Sunday, 26 June 2011

The design (still!)

I've been grappling with the design of this one for a little while now, trying to get over the hump of how she will look in the end. I'm still a bit stuck with the final look of the sculpture but 'Brutal Sun' (Sara) http://brutalsunstudio.deviantart.com/ suggested that the first sketch is the most dramatic, reminding her of this picture which we have all seen before but is still so moving!:
So, I think to myself 'Dare I make Judith's face like this?' I would really like to but this child is too young to be Judith and I need a few more reference pictures to sculpt a 'portrait' face. I wracked my brain for something similar and came up with Jennifer Connelly! 
(image http://www.tobeyoung.org/showthread.php?t=25125)
Okay, so, she's not quite as intensely emotional looking as the Afghan child picture but she is the right looking age and has some similar features, I think.

Yesterday I began making eyes.
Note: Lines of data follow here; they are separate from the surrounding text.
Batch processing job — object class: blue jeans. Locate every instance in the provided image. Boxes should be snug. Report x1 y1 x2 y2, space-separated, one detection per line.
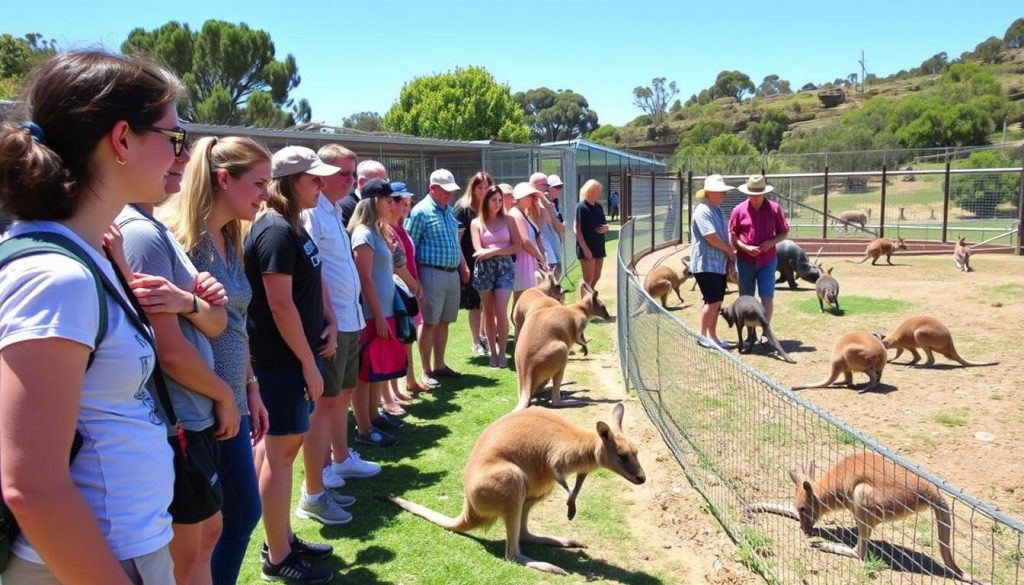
736 257 778 298
210 416 262 585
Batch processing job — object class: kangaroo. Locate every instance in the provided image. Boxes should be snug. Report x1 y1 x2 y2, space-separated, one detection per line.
388 403 646 575
814 267 840 312
953 236 971 273
718 295 797 364
512 273 565 339
791 331 886 394
743 453 981 584
876 315 998 366
847 238 906 266
515 287 611 410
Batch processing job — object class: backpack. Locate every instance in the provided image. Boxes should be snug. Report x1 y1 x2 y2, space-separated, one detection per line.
0 232 108 573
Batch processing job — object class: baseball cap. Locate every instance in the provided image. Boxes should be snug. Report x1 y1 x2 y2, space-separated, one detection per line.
359 177 394 199
270 147 341 178
430 169 462 193
391 180 413 197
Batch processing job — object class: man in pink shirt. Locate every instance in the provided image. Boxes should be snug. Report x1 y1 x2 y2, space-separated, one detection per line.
729 175 790 321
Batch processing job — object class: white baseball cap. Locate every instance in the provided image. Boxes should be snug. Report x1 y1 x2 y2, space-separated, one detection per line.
430 169 462 193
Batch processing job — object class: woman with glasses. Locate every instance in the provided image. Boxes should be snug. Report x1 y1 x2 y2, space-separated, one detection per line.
0 51 185 585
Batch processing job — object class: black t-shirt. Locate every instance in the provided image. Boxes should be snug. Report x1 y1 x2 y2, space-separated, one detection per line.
455 206 476 266
244 211 325 370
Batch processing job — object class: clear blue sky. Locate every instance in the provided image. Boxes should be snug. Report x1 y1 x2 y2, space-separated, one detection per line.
0 0 1024 125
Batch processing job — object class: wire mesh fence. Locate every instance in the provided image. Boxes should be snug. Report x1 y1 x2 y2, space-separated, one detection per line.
617 220 1024 584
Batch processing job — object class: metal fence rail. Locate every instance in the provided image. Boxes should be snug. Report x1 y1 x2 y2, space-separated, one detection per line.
617 220 1024 585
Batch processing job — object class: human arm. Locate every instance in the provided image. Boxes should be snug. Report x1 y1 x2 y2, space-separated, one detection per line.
0 337 135 585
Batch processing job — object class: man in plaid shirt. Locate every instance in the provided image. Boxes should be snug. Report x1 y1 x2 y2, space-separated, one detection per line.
406 169 469 384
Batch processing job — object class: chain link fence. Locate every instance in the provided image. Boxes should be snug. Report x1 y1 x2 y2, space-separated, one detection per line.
617 221 1024 585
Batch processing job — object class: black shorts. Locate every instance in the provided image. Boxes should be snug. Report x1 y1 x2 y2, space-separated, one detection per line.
167 426 224 525
693 273 725 304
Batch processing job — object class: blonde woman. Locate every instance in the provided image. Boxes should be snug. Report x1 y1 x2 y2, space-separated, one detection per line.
572 179 608 290
157 136 270 585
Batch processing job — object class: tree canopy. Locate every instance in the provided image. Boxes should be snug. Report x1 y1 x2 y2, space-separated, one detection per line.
121 20 312 128
384 67 529 142
514 87 598 142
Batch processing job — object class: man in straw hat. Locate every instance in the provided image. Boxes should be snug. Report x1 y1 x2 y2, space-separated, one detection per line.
690 174 735 349
729 174 790 329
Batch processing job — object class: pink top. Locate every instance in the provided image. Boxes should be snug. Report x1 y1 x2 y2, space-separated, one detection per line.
480 217 512 250
729 199 790 266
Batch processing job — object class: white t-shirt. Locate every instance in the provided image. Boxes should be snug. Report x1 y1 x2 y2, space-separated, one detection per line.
0 221 174 562
302 194 366 333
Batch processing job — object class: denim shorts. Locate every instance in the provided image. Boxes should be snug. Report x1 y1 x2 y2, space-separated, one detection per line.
736 258 778 298
473 256 515 292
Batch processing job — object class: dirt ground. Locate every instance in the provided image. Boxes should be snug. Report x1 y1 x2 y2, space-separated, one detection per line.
638 242 1024 518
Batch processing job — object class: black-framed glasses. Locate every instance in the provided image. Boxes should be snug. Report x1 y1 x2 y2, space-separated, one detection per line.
132 126 188 157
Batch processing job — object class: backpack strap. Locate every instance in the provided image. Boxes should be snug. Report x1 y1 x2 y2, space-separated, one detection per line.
0 232 109 369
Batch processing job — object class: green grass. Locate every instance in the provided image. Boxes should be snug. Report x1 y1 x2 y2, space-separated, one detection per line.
791 294 911 315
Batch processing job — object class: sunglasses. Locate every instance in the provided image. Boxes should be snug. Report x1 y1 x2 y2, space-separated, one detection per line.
133 126 188 157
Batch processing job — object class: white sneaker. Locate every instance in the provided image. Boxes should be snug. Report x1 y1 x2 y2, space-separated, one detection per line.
322 465 345 490
324 449 381 486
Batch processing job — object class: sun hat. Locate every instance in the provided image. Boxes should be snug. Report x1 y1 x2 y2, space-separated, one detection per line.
512 181 544 201
270 147 341 178
391 180 413 198
736 175 774 195
430 169 462 193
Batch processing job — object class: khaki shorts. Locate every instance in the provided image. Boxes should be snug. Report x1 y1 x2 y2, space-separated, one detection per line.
324 331 359 398
2 546 174 585
420 266 462 325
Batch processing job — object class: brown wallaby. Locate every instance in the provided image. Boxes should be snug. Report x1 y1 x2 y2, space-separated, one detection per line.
847 238 906 266
743 453 980 583
814 267 841 312
953 236 971 273
512 273 565 339
791 331 886 393
388 403 646 575
876 315 998 366
515 285 611 410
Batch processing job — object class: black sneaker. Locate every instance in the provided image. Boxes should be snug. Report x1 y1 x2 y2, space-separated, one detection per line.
259 536 334 560
262 552 334 585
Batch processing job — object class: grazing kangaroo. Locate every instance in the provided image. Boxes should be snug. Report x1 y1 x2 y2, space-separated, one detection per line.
388 403 646 575
743 453 980 584
718 295 797 364
953 236 971 273
847 238 906 266
791 331 886 393
515 285 611 410
512 273 565 339
876 315 998 366
814 267 840 312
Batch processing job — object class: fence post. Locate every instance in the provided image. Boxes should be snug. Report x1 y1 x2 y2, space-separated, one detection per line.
942 158 950 244
879 163 889 238
821 163 828 240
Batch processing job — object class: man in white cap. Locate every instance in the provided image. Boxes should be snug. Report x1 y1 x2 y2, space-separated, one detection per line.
690 174 735 349
406 169 470 385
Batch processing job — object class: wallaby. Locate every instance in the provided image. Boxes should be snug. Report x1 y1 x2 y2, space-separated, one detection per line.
743 453 980 583
515 285 611 410
791 331 886 393
633 260 693 317
718 295 797 364
512 273 565 339
953 236 971 273
388 403 646 575
847 238 906 266
814 267 840 314
876 315 998 366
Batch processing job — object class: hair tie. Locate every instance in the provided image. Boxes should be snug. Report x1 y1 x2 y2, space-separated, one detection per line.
22 122 46 144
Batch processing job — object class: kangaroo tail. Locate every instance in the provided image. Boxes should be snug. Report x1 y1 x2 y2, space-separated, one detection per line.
387 496 481 532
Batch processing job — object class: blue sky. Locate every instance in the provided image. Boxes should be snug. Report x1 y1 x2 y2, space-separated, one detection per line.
8 0 1024 124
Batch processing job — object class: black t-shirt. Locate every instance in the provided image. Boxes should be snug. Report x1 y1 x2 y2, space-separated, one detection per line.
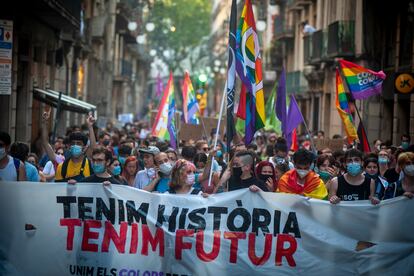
384 168 400 183
229 176 268 192
80 174 121 184
336 175 371 201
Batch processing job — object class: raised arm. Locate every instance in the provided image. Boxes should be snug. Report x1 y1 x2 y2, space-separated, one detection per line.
41 109 56 162
86 113 96 158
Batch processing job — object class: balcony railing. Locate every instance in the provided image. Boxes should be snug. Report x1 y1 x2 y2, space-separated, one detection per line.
121 60 132 78
327 21 355 58
286 71 308 94
274 15 294 40
303 34 313 65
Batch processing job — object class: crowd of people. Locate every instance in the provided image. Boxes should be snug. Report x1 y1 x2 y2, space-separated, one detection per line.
0 112 414 204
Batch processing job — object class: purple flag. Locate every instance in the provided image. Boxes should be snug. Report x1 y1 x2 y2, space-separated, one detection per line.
155 73 164 98
275 69 287 134
285 95 304 149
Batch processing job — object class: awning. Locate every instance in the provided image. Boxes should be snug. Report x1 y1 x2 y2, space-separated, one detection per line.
33 88 96 113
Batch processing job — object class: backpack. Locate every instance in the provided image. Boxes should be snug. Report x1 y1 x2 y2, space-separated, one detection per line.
56 157 93 182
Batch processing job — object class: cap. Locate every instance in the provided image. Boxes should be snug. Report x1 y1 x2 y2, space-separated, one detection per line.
138 146 160 155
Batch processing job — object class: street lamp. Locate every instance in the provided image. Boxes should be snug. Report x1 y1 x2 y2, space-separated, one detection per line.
256 20 266 32
145 22 155 32
128 22 138 32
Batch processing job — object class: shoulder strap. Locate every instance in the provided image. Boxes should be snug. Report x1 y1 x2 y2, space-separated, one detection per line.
190 188 201 195
13 157 20 180
60 158 70 179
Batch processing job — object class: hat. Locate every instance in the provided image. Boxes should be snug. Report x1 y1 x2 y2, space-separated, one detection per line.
138 146 160 155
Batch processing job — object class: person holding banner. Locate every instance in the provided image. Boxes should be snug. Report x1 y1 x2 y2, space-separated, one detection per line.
329 149 380 205
218 150 268 192
167 159 208 197
277 149 328 199
78 146 121 184
384 152 414 199
0 131 26 181
143 152 173 193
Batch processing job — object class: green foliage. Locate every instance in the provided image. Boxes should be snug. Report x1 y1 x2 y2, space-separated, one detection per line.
146 0 211 71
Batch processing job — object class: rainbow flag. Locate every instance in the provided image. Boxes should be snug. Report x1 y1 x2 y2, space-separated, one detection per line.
151 73 177 148
181 72 199 125
339 60 386 100
336 69 358 144
236 0 266 145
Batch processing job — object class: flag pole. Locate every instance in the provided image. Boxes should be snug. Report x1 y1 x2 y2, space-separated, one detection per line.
336 66 369 146
208 80 227 187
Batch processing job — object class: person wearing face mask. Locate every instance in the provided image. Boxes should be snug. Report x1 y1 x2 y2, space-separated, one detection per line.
0 131 26 181
217 150 268 192
384 152 414 199
108 158 128 185
167 159 207 196
401 134 411 150
315 154 339 186
364 156 388 200
277 149 328 199
143 152 173 193
256 161 277 191
378 150 390 177
269 138 294 169
80 146 121 184
55 132 92 182
134 146 160 189
329 149 380 205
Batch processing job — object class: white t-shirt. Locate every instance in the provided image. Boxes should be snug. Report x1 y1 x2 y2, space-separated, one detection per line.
42 161 55 182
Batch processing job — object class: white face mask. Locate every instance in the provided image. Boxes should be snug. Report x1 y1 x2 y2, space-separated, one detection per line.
296 169 309 178
160 162 172 175
0 147 7 159
186 173 195 186
404 165 414 176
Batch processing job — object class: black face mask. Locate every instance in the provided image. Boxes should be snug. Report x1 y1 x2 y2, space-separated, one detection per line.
258 174 272 182
231 167 242 179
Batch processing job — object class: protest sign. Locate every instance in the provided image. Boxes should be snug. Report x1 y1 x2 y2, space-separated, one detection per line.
0 182 414 276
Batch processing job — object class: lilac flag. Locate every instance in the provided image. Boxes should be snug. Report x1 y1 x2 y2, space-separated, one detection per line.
285 95 304 149
275 69 287 134
155 73 164 98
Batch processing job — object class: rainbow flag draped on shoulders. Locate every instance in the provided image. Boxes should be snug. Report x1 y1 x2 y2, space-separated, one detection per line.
339 60 386 100
151 73 177 149
182 72 199 125
236 0 266 145
336 69 358 144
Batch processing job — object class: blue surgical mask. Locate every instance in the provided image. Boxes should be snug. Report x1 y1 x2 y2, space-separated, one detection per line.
93 163 105 174
112 166 121 176
118 156 126 166
401 142 410 150
346 162 362 176
378 157 388 165
70 145 82 157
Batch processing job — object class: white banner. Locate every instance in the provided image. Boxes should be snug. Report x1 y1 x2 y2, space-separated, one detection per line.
0 182 414 276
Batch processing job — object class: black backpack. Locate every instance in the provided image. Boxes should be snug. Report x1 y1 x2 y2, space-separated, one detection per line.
56 157 93 182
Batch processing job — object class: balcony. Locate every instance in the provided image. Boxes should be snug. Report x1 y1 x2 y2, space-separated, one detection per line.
274 16 295 40
286 71 308 95
327 21 355 58
303 34 313 65
121 60 132 79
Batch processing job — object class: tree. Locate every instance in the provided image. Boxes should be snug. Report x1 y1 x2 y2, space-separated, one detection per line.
146 0 211 72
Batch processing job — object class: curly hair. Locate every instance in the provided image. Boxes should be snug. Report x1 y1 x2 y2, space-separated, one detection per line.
169 159 196 190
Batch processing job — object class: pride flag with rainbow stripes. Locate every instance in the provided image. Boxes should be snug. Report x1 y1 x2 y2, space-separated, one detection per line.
236 0 266 145
339 60 386 100
336 69 358 144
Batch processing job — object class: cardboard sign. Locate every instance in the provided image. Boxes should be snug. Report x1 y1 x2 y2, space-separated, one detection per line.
314 139 347 151
179 117 225 141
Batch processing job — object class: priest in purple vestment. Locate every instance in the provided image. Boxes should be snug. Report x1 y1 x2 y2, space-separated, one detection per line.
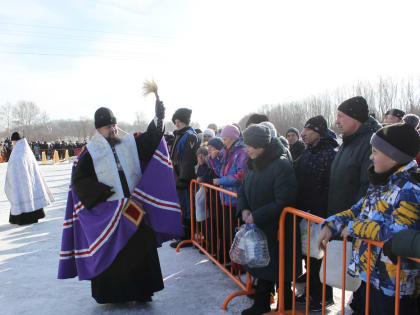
58 100 183 304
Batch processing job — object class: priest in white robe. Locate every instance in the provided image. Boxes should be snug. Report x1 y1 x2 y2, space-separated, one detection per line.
4 132 54 225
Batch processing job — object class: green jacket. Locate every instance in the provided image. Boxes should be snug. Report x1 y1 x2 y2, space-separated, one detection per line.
328 117 381 216
237 138 301 282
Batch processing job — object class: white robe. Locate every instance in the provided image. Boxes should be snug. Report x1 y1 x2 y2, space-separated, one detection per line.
86 132 141 201
4 138 54 215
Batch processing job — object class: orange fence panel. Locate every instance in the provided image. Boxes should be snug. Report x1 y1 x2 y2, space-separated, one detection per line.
270 207 420 315
176 180 254 310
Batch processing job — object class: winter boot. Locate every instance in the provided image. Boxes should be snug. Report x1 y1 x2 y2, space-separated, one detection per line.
241 279 274 315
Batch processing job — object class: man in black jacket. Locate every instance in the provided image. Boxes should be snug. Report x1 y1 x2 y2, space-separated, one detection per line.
328 96 381 314
170 108 199 248
295 115 338 312
286 127 305 161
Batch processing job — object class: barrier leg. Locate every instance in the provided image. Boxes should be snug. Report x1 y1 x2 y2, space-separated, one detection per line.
221 273 255 311
175 240 193 252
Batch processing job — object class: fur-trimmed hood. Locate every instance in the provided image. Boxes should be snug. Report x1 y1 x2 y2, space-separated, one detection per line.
247 138 287 171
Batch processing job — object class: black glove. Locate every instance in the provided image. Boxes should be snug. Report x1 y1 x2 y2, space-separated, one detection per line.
382 238 398 265
155 100 165 120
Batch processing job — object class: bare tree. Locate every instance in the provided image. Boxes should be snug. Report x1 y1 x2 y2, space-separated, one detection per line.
0 102 13 134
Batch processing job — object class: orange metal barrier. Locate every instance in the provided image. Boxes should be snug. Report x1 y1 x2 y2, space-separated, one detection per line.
269 207 420 315
176 180 254 310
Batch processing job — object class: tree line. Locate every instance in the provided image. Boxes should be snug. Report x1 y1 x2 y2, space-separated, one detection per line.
239 77 420 135
0 77 420 141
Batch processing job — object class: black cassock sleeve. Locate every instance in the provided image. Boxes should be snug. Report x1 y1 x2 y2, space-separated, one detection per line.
135 120 163 162
71 121 163 209
71 152 114 209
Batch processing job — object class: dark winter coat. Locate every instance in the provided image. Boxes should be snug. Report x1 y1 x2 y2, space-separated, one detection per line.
289 140 305 161
295 137 338 218
171 127 199 190
328 117 381 216
238 139 301 281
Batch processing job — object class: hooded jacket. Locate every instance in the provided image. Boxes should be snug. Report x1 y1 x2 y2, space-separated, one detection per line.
328 117 381 215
I used some glass milky beads and painted them with the new Genesis I bought. I have never used Genesis and it behaves quite differently to what I expected. Well, I managed to paint some irises I was semi-happy with, baked them up but when I laid them over my proportions chart (I do eyes on a glass plate so I can just sit it over the picture to check how they might look), they were way too large. (Thankyou Mark Dennis for the proportion chart I'm using curently http://madsculptor.blogspot.com/2011/02/proportions-simple-guide.html ).

Today I'm having another go at them. I'm using a tutorial that Eneida Rosa created a while ago (I think that she is in the process of uploading it to her current website: http://www.fairiesndreams.com ). It involves rolling a thin sausage of clay, slicing off small bits to roll into eyeballs, slicing those in half, pressing the iris on and painting them, finally coating with Fimo gel. I used translucent Fimo to get that cloudy, translucent, eyeball look and am working on a technique to get some little tiny veins in the clay, just a few, it is all about the details! I'll let you know how it goes. Still not sure if I will use Genesis on these eyes as I am finding the learning curve for painting with it, quite difficult. Luckily I have about 100 little eyeballs sitting in the oven, ready to be experimented on!